The first of these is glebe-camperdown-newtown-macdonaldtown-darlington-1886. This map covers a large area, but it is quite detailed and easy to read. It shows building footprints but not outbuildings. Some infrastructure, including the tramway reservation on the current Minogue Cres, is included.
The second of the maps on the City of Sydney site is Glebe 1888. This map is difficult to read in places but it has some advantages. The major one is that it gives the names of businesses operating at some premises. It shows building footprints but, like the 1886 map, it does not include outbuildings.
The third of the digital maps from this period is actually a set of 33 separate maps each covering a small section of Glebe or Forest Lodge for 1889-90, held by The State Library of NSW. They are part of a bigger series catalogued under the title City of Sydney Survey Section.1 These maps show property boundaries, building and outbuilding footprints, sewerage and drainage infrastructure and other infrastructure. There is a separate master map series (Glebe and Forest Lodge are spread over 4 of these master maps), from which you may be able to identify the exact map you need.

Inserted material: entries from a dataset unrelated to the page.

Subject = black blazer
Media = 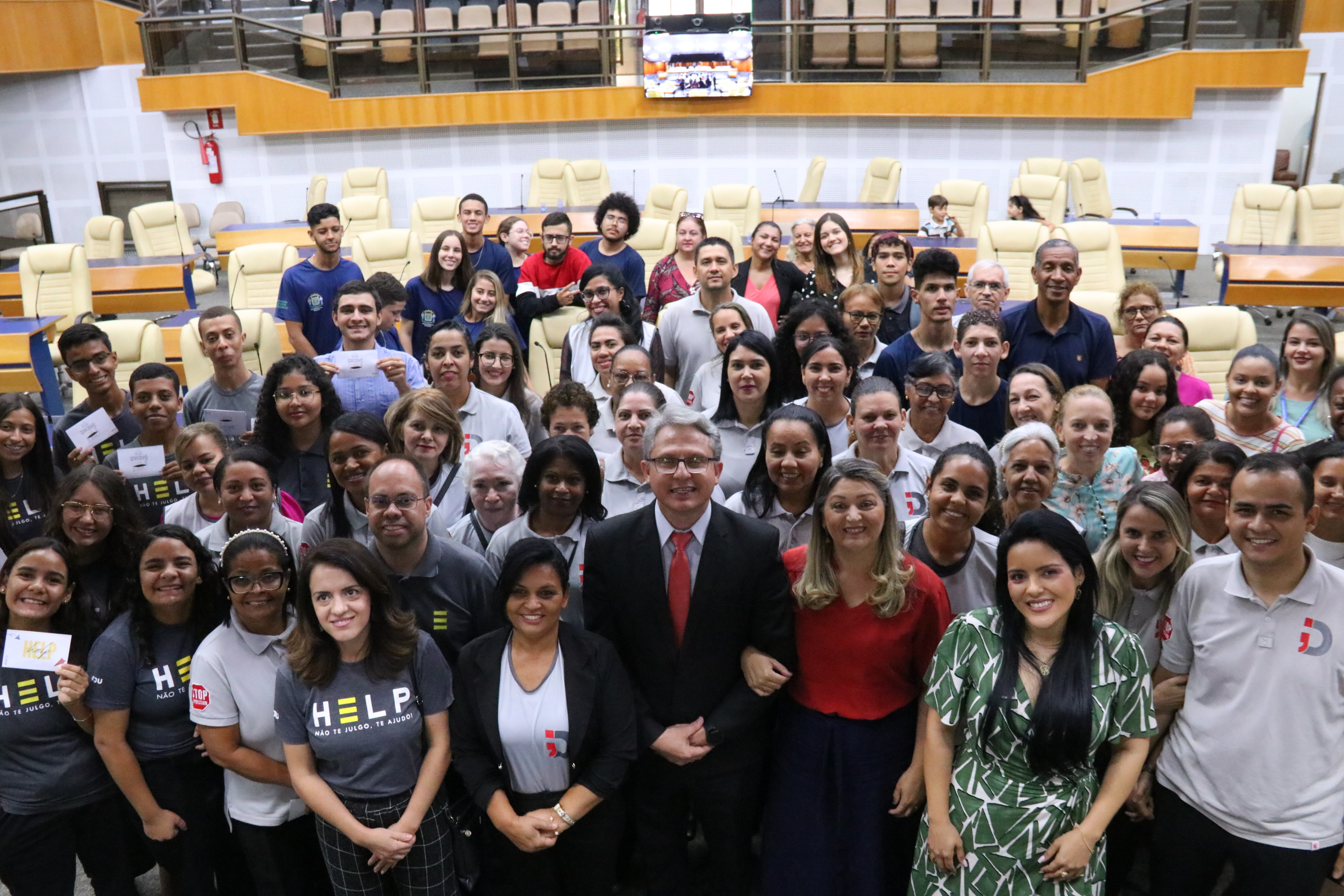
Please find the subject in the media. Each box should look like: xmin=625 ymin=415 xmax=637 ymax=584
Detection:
xmin=583 ymin=504 xmax=797 ymax=750
xmin=448 ymin=621 xmax=637 ymax=809
xmin=733 ymin=258 xmax=808 ymax=321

These City of Sydney Survey Section maps seem to have been relatively little used in research on Glebe and Forest Lodge. Some researchers have used the hard copy version, but the on-line version is seldom cited. This is surprising because the provenance of these maps gives good reason to expect they would be the most complete and accurate maps available for the period. Specifically, these maps were drawn up by the Surveyor General’s Office as part of a major NSW government infrastructure project. From 1842, water and sewerage had mostly been the responsibility of municipal governments, but by the 1870s Sydney’s water shortages and growing public health problems attested to the gross inadequacy of this arrangement.2 From 1879 the NSW government began to intervene, ultimately undertaking a massive construction programme to bring fresh Nepean water to Sydney, and to create a network of mains, deep sub-mains, pumping stations and vents to take the city’s waste to ocean outfalls.3 The first stage of the Nepean scheme was completed in 1888 and the first of the ocean outfalls was completed in 1889. The next step was to build the connecting networks. It was in this context that the Board of Water Supply and Sewerage was created to manage the network and the City of Sydney Survey Section maps were drawn up by the Surveyor General.